Another innovation, a font called Dyslexie, is being featured at a design festival right now in Istanbul. The font was created by designer Christian Boer, who is dyslexic himself, and claims that Dyslexie is easier for some people with dyslexia to read.
Most children with dyslexia have phonological deficits, which means they struggle to understand the sound structure of words. This means they have difficulty identifying phonemes, which are the smallest sound units that make up words (e.g. the “ch” sound in chair is a phoneme) as well as recognizing rhymes. But there is also a smaller subtype of children, who have poor visual processing—for example they might accidentally flip or skip letters.
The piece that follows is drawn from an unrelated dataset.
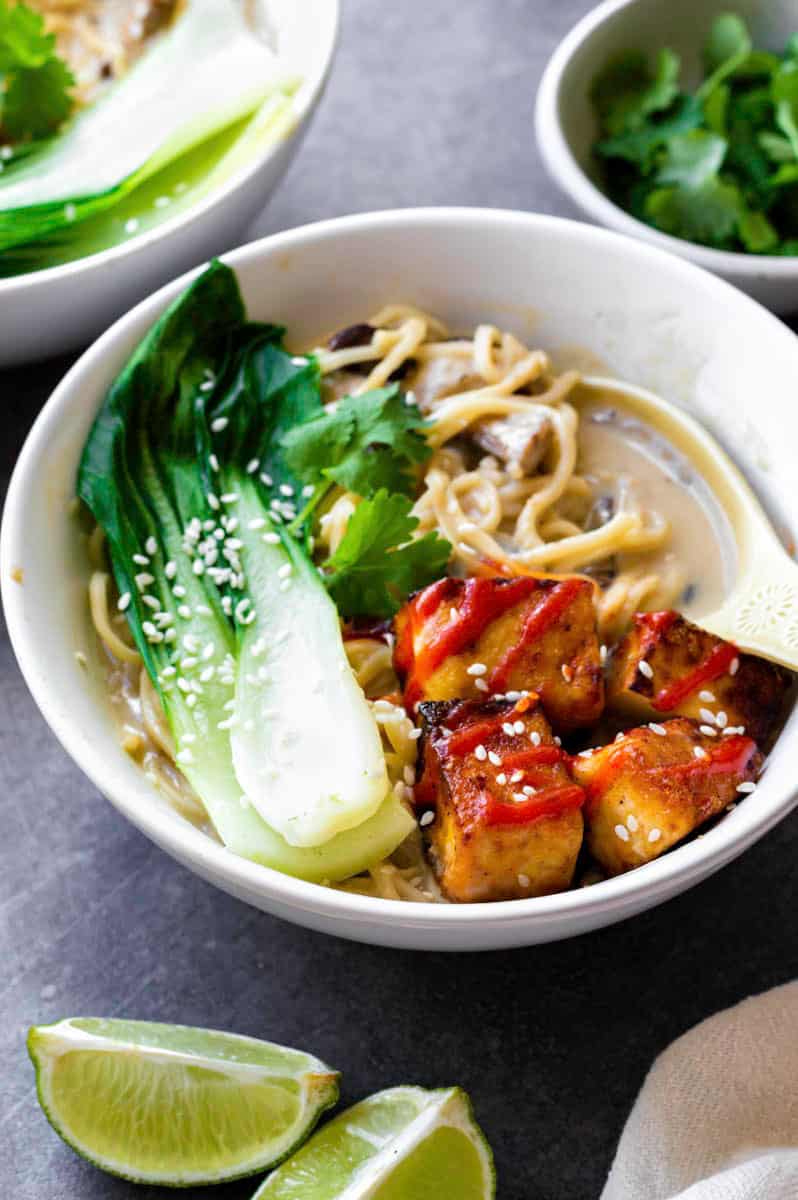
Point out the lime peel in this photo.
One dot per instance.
(125, 1099)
This is the group that Dyslexie is aiming to help.
Boer, the designer of Dyslexie, says traditional typefaces make the tendency to flip or skip letters worse. In an effort to prevent this, Dyslexie letters look more grounded because they have a heavier bottom half—something Boer says makes dyslexic readers less likely to flip them. Some letters are also tilted slightly, to make it easier to distinguish between, for example, b and d or i and j. To make words clearer letter openings are also larger, there is more space between letters and words, and the font color defaults to blue.
Finding a font that makes reading easier for dyslexics who struggle with visual processing is an ongoing quest. In 2013 researchers compared several fonts in a study to see which were more readable to people with dyslexia. The researchers used eye-tracking and comprehension tests to evaluate readability. From the study researchers isolated three characteristics dyslexics should look for in a font:
1. Monospaced (all letters occupy the same horizontal width)
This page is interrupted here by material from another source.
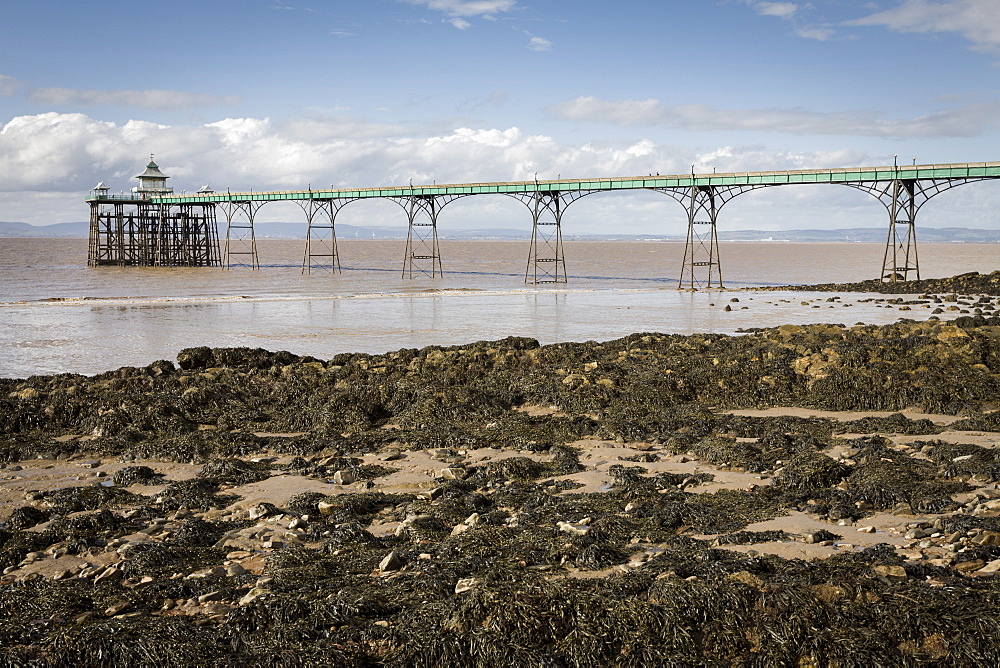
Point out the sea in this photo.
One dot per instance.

2. Roman (letters are upright-not slanted, in script or italic)
3. Sans serif (the letters don’t have “feet”)
Helevetica, Courier, Arial, Verdana, and Computer Modern Unicode all tested positively. Interestingly, another font specifically designed for dyslexic readers called OpenDyslexic did not lead to better readability or faster reading.
Although it wasn’t included in the study, Comic Sans is also anecdotally considered easier to read for people with dyslexia. Some teachers also prefer to use Comic Sans because it resembles the handwriting children learn in school.